Tool use + function calling

Tool use (a.k.a. function calling) lets the model call functions in your code to fetch external data, perform actions, or invoke other services. Works on epithre-omni and epithre-prme via the standard tools schema.

Anatomy of a tool call

tools = [
    {
        "type": "function",
        "function": {
            "name": "get_weather",
            "description": "Get current weather for a city in Indonesia.",
            "parameters": {
                "type": "object",
                "properties": {
                    "city": {"type": "string", "description": "City name in Indonesian"},
                    "unit": {"type": "string", "enum": ["celsius", "fahrenheit"], "default": "celsius"},
                },
                "required": ["city"],
            },
        },
    },
]

resp = client.chat.completions.create(
    model="epithre-omni",
    messages=[{"role": "user", "content": "Cuaca di Jakarta hari ini gimana?"}],
    tools=tools,
    tool_choice="auto",  # default
)

If the model decides to call the tool, the response is:

resp.choices[0].message.tool_calls
# [{"id": "call_abc", "type": "function",
#   "function": {"name": "get_weather", "arguments": '{"city": "Jakarta"}'}}]

Your code executes the function, then sends the result back as a role: "tool" message:

import json

# Execute
tool_call = resp.choices[0].message.tool_calls[0]
args = json.loads(tool_call.function.arguments)
weather_result = your_weather_api(args["city"])  # e.g., "Cerah 31C"
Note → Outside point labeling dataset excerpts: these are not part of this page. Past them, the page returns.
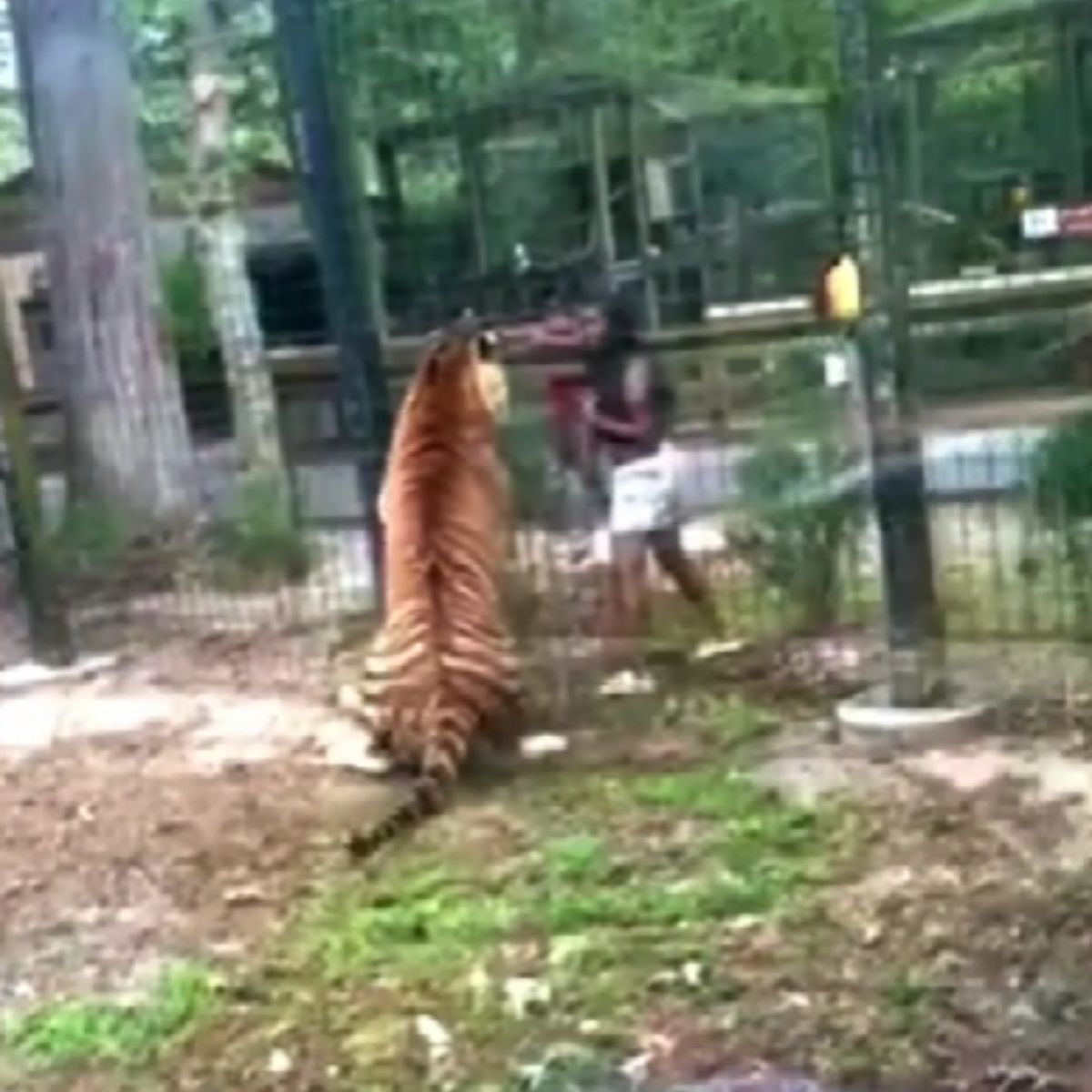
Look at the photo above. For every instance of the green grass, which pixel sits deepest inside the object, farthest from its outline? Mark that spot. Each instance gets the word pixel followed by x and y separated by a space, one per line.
pixel 621 854
pixel 86 1031
pixel 607 889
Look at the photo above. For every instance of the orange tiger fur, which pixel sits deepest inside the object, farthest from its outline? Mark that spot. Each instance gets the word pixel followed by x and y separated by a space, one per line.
pixel 441 672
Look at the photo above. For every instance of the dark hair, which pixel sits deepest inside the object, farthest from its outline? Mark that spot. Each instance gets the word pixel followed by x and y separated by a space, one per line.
pixel 622 323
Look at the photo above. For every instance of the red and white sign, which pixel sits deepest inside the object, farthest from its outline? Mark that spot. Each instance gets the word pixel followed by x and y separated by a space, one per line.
pixel 1054 223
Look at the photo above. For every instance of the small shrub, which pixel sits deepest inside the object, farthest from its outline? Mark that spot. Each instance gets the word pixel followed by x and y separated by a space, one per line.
pixel 92 540
pixel 798 516
pixel 258 541
pixel 187 317
pixel 83 1031
pixel 1062 497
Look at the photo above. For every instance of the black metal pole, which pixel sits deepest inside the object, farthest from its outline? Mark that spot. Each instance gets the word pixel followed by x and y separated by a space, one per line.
pixel 338 214
pixel 47 621
pixel 915 629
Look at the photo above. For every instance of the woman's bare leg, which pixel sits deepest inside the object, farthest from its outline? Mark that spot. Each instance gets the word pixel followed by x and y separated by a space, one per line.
pixel 666 547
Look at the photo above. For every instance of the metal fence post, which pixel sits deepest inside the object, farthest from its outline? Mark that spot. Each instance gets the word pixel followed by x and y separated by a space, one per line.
pixel 50 636
pixel 915 625
pixel 338 213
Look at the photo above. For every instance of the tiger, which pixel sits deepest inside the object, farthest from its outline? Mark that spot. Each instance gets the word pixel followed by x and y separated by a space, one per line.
pixel 441 675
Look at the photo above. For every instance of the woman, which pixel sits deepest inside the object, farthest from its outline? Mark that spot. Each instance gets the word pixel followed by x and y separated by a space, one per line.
pixel 629 413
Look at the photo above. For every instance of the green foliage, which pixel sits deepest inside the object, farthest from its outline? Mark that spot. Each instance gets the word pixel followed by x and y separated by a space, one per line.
pixel 77 1032
pixel 186 311
pixel 746 852
pixel 1062 481
pixel 525 447
pixel 158 34
pixel 92 539
pixel 258 541
pixel 1062 496
pixel 800 518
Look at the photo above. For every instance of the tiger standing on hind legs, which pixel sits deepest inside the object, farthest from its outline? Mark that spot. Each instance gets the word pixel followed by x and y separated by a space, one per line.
pixel 441 675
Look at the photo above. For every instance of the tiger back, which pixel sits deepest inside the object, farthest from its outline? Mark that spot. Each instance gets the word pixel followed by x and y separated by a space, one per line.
pixel 441 672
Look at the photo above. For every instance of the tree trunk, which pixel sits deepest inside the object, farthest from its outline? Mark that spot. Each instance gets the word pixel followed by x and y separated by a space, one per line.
pixel 129 441
pixel 223 249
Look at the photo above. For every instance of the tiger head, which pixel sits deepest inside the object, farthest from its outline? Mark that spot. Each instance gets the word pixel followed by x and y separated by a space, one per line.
pixel 470 359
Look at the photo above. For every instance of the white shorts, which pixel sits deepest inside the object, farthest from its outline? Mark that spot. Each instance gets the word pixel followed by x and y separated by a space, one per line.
pixel 644 494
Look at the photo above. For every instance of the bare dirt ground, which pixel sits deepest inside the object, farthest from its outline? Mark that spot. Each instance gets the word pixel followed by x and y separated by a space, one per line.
pixel 165 809
pixel 183 806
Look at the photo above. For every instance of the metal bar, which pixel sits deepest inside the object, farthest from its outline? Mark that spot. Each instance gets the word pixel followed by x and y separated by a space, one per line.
pixel 915 636
pixel 334 206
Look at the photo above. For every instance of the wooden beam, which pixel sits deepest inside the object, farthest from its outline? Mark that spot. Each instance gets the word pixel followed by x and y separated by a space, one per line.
pixel 50 638
pixel 640 199
pixel 602 218
pixel 470 156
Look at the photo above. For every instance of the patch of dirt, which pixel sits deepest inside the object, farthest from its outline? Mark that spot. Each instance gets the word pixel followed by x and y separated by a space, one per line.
pixel 154 814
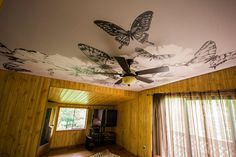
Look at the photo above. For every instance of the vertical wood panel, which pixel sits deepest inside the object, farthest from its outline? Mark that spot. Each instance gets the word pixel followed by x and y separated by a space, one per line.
pixel 21 108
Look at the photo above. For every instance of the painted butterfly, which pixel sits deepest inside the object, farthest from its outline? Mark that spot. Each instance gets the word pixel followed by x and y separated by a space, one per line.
pixel 137 31
pixel 204 54
pixel 220 59
pixel 143 53
pixel 101 58
pixel 207 53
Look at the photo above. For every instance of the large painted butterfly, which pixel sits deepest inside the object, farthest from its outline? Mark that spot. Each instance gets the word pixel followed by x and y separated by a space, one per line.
pixel 145 54
pixel 207 53
pixel 102 59
pixel 138 30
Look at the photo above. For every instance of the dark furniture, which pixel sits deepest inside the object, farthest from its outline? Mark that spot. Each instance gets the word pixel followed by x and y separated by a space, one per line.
pixel 98 136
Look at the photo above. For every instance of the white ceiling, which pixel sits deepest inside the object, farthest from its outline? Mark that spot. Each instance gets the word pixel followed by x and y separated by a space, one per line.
pixel 54 28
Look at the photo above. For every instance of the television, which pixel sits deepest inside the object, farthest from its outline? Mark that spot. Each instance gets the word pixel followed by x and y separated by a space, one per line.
pixel 111 118
pixel 105 118
pixel 98 118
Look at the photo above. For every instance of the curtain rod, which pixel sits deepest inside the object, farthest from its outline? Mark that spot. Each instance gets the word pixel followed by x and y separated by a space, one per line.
pixel 212 91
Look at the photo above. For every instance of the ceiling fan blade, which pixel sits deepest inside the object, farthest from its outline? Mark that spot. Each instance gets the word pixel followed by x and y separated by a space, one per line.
pixel 153 70
pixel 104 73
pixel 123 63
pixel 146 80
pixel 119 81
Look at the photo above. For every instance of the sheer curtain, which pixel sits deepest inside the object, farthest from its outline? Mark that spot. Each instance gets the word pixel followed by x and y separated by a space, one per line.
pixel 195 125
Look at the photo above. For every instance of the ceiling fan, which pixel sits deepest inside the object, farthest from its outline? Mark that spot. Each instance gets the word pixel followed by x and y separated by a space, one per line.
pixel 129 76
pixel 105 62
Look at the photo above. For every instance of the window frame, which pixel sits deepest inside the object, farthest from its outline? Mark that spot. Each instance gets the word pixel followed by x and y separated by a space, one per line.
pixel 73 129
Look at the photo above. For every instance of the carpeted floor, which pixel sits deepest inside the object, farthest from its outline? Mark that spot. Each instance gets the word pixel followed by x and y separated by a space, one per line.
pixel 80 151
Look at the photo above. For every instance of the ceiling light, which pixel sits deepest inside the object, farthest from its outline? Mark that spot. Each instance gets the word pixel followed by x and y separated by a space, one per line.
pixel 128 80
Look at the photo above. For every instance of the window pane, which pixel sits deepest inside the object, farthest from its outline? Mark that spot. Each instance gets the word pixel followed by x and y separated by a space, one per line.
pixel 71 118
pixel 79 119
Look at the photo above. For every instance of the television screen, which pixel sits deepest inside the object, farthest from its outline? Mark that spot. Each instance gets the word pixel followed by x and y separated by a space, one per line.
pixel 111 118
pixel 98 117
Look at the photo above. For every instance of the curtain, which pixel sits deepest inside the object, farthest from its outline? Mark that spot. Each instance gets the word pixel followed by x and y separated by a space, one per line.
pixel 196 124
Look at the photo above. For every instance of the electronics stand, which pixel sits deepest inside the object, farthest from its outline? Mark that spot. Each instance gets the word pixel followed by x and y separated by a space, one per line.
pixel 100 133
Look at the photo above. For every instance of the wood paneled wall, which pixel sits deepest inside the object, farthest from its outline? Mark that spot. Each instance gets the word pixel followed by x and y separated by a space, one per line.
pixel 134 130
pixel 23 99
pixel 22 103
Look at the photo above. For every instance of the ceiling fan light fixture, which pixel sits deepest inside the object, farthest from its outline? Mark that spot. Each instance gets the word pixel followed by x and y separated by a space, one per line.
pixel 128 80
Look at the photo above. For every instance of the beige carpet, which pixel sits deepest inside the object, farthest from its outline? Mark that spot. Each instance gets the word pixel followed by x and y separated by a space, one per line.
pixel 105 153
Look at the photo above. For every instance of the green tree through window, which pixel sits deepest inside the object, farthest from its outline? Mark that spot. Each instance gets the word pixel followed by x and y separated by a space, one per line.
pixel 71 119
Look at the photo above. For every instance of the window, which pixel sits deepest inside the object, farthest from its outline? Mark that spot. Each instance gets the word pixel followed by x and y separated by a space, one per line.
pixel 71 119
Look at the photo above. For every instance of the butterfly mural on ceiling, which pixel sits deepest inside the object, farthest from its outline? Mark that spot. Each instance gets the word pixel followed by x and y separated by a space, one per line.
pixel 138 30
pixel 108 67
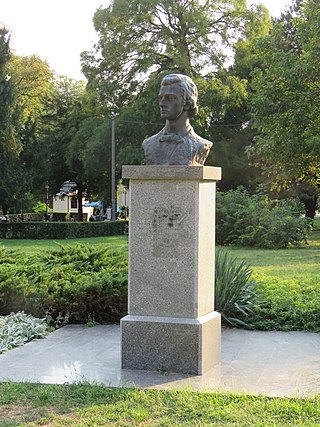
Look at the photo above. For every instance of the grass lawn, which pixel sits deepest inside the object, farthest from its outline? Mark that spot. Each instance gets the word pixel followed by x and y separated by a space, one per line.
pixel 86 405
pixel 300 263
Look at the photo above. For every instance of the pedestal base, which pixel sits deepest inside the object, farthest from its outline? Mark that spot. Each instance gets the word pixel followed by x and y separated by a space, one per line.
pixel 182 345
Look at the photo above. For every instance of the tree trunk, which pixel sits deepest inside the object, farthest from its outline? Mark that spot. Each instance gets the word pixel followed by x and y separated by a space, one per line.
pixel 80 195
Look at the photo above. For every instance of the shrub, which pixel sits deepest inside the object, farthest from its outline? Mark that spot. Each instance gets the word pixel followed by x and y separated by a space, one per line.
pixel 287 304
pixel 83 283
pixel 61 230
pixel 255 220
pixel 19 328
pixel 234 288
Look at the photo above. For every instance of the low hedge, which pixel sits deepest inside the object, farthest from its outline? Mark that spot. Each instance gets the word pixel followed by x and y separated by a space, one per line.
pixel 61 230
pixel 81 283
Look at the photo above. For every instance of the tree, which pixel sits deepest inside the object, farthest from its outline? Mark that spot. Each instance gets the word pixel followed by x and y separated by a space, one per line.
pixel 9 142
pixel 32 81
pixel 286 107
pixel 137 38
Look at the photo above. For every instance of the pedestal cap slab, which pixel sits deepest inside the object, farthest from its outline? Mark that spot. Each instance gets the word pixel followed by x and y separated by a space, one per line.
pixel 172 172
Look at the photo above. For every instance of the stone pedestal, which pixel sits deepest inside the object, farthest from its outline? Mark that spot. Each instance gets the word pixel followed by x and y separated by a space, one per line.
pixel 171 323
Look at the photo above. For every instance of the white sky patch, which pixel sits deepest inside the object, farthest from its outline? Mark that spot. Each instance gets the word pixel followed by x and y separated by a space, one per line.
pixel 59 30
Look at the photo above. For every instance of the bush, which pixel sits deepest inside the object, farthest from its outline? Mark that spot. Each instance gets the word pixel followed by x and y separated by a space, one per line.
pixel 256 221
pixel 288 305
pixel 234 288
pixel 61 230
pixel 19 328
pixel 83 283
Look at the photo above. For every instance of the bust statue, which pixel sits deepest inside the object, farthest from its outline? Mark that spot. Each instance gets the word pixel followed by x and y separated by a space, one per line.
pixel 177 143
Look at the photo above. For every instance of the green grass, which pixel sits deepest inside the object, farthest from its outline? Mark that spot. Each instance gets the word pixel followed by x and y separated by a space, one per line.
pixel 91 405
pixel 299 263
pixel 33 246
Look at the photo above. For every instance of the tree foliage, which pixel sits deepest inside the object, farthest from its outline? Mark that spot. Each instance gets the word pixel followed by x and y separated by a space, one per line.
pixel 286 107
pixel 137 38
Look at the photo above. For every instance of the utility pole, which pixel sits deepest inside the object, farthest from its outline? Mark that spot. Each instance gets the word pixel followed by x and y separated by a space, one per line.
pixel 113 168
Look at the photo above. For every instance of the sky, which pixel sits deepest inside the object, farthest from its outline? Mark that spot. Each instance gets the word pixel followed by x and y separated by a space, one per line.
pixel 59 30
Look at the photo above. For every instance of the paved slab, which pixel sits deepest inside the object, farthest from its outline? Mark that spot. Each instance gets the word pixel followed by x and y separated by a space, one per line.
pixel 271 363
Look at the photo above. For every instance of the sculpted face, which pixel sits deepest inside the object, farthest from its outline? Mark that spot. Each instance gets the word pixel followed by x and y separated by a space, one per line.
pixel 171 101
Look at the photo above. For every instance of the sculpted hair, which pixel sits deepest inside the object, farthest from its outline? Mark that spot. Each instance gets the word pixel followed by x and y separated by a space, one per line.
pixel 188 88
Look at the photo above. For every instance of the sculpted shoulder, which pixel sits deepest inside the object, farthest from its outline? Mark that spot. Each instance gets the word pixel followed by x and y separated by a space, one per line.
pixel 202 141
pixel 151 140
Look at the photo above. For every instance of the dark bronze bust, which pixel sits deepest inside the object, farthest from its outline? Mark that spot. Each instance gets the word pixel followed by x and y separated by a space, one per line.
pixel 177 143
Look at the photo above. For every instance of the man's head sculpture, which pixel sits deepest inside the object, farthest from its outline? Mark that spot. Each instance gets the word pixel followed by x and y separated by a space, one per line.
pixel 187 89
pixel 177 143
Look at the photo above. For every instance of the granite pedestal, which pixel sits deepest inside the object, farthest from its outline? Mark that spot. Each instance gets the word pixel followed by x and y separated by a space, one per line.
pixel 171 323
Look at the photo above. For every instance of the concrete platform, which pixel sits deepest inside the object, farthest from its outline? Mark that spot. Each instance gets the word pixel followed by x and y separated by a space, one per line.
pixel 271 363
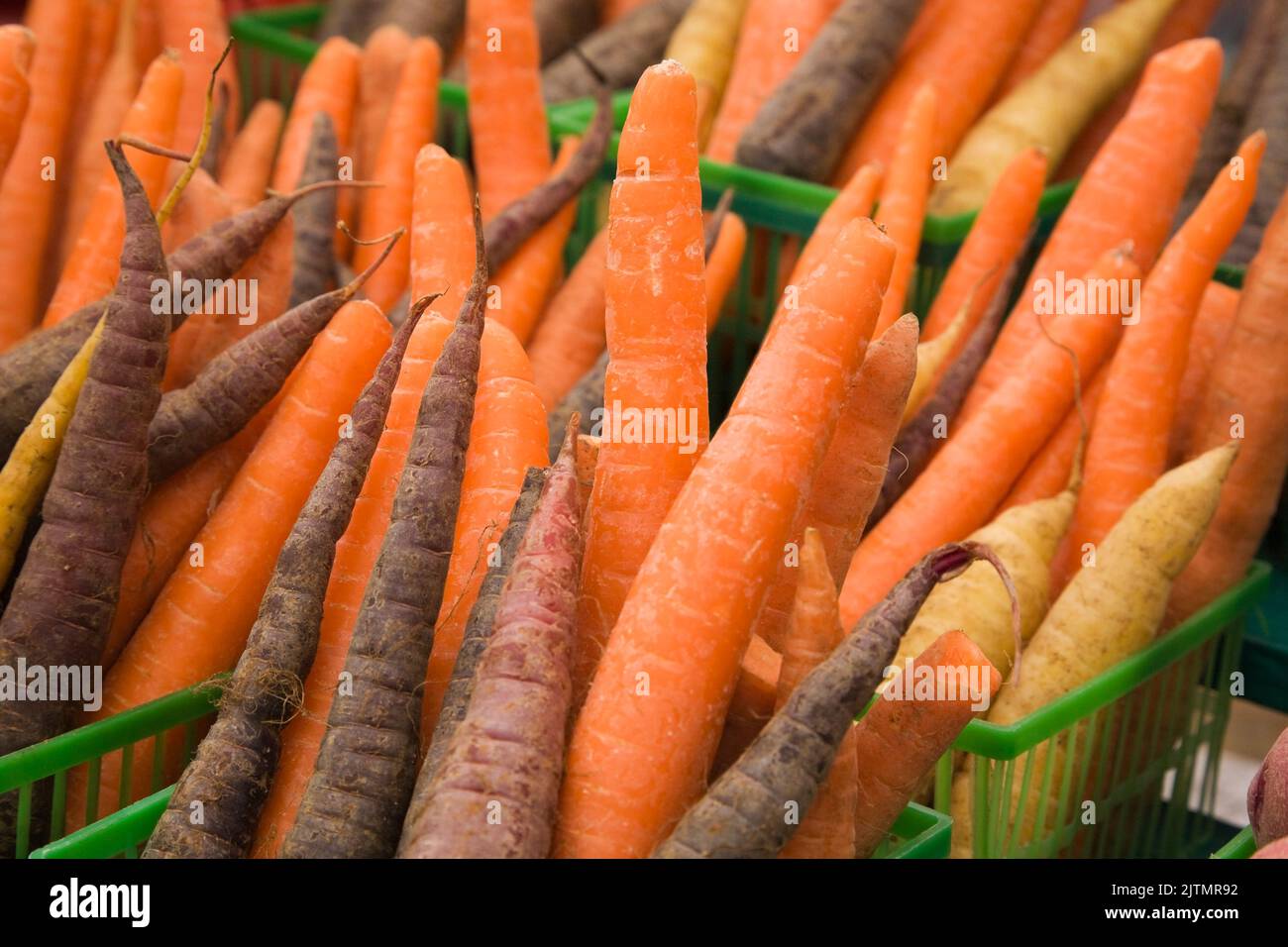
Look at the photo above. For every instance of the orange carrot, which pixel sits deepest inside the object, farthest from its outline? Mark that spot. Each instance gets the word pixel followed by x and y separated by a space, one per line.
pixel 442 231
pixel 170 518
pixel 957 492
pixel 90 270
pixel 330 84
pixel 571 333
pixel 111 97
pixel 827 828
pixel 657 363
pixel 198 31
pixel 507 436
pixel 1186 21
pixel 854 200
pixel 902 205
pixel 246 171
pixel 1128 193
pixel 1052 25
pixel 774 35
pixel 408 128
pixel 962 55
pixel 644 741
pixel 200 621
pixel 995 241
pixel 1212 325
pixel 1127 450
pixel 523 283
pixel 902 736
pixel 17 47
pixel 1048 472
pixel 1243 397
pixel 31 185
pixel 507 116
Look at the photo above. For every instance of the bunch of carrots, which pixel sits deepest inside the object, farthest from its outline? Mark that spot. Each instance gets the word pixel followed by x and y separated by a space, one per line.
pixel 309 410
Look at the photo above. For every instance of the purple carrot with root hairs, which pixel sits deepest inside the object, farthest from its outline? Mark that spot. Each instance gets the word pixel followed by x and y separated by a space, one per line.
pixel 30 368
pixel 742 813
pixel 240 380
pixel 228 779
pixel 519 219
pixel 497 789
pixel 478 630
pixel 62 603
pixel 366 768
pixel 313 241
pixel 917 442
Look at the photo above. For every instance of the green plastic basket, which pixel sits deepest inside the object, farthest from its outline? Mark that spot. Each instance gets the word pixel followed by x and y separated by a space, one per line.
pixel 918 832
pixel 1144 732
pixel 1241 845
# Continue the conversation with the result
followup = client.chat.completions.create(
    model="epithre-omni",
    messages=[
        {"role": "user", "content": "Cuaca di Jakarta hari ini gimana?"},
        resp.choices[0].message,  # assistant message with tool_calls
        {"role": "tool",
         "tool_call_id": tool_call.id,
         "content": weather_result},
    ],
    tools=tools,
)
print(followup.choices[0].message.content)
# "Cuaca di Jakarta hari ini cerah, sekitar 31C."

tool_choice options

Value	Behavior
`"auto"` (default)	Model decides whether to call a tool or just reply with text.
`"none"`	Force text-only reply; tools are listed but won't be called.
`"required"`	Model MUST call a tool. Reliable across all backends since May 2026.
`{"type": "function", "function": {"name": "X"}}`	Force a specific tool. Works on all backends; preferred when you know the exact tool.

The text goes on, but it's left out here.